A well performing SQL statement starts all of sudden to misbehave? Fixing such queries is very much embedded into Oracle Autonomous’ strategy and here is how Automatic SQL Tuning Sets help.
What is the Automatic SQL Tuning Set? – Nigel Bayliss explains it all in a short informative blog post where he describes it as a system-maintained SQL tuning set that is an incredibly useful source of historic SQL performance metrics and execution plans. You can use ASTS to repair SQL performance regressions very quickly using SQL plan management.
An example of how to fix a SQL statement using SQL Plan management can be found in a previous post of Nigel entitled Repairing SQL Performance Regression with SQL Plan Management. Check this github example or who to “fix a misbehaving SQL query”.
Automatic SQL Tuning Sets were introduced in Oracle 19.7 where they were enabled by default. In 19.8 and 20c, they are disabled by default and MOS Doc ID 2686869.1 gives examples on how to enable and disable them:
exec DBMS_AUTO_TASK_ADMIN.ENABLE(
Client_Name => 'Auto STS Capture Task',
Operation => NULL,
Window_name => NULL);
You can check if the task is disabled or enabled by running:
SELECT Task_Name, Enabled
FROM DBA_AUTOTASK_SCHEDULE_CONTROL
WHERE Task_Name = 'Auto STS Capture Task';
The MOS note above shows also how to check the amount of space consumed by all SQL tuning sets and also the statement counts per SQL tuning set:
SELECT
Decode(SQLSet_Name,'SYS_AUTO_STS','ASTS','NON-ASTS'), count(*)
FROM DBA_SQLSet_Statements
GROUP BY Decode(SQLSet_Name,'SYS_AUTO_STS','ASTS','NON-ASTS');
Oracle recommends that you enable ASTS and one reason for this is that Automatic Indexing relies on the ASTS.
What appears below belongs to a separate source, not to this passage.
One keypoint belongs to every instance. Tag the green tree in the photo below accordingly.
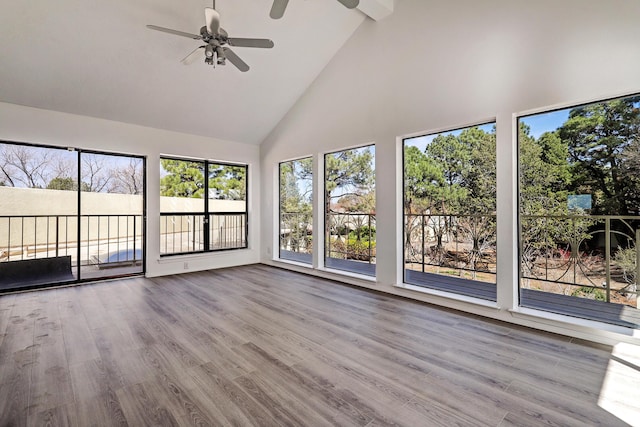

In 20c, the data dictionary views related to ASTS changed a bit, so the queries form 19c will not work. Oracle moved it to DBA_AUTOTASK_SETTINGS.
The 20c run the following:
SELECT Task_Name, Enabled, Interval Task_Interval_in_Seconds
FROM DBA_AUTOTASK_SETTINGS
WHERE Task_Name = 'Auto STS Capture Task';
You can check details about the status of the task by running:
SELECT Task_Name, Status
FROM DBA_AUTOTASK_SCHEDULE_CONTROL
WHERE Task_Name = 'Auto STS Capture Task';
Do not worry that Oracle captures a lot of SQL statements – that is the idea after all as you improve the likelihood that you can repair queries that previously ran very quickly and did not show up in AWR. SQL statement performance regressions are repaired automatically and the automatic mode is enabled by setting the DBMS_SPM parameter ALTERNATE_PLAN_BASELINE to AUTO on supported platforms and it is currently equivalent to “AUTOMATIC_WORKLOAD_REPOSITORY+CURSOR_CACHE+SQL_TUNING_SET”.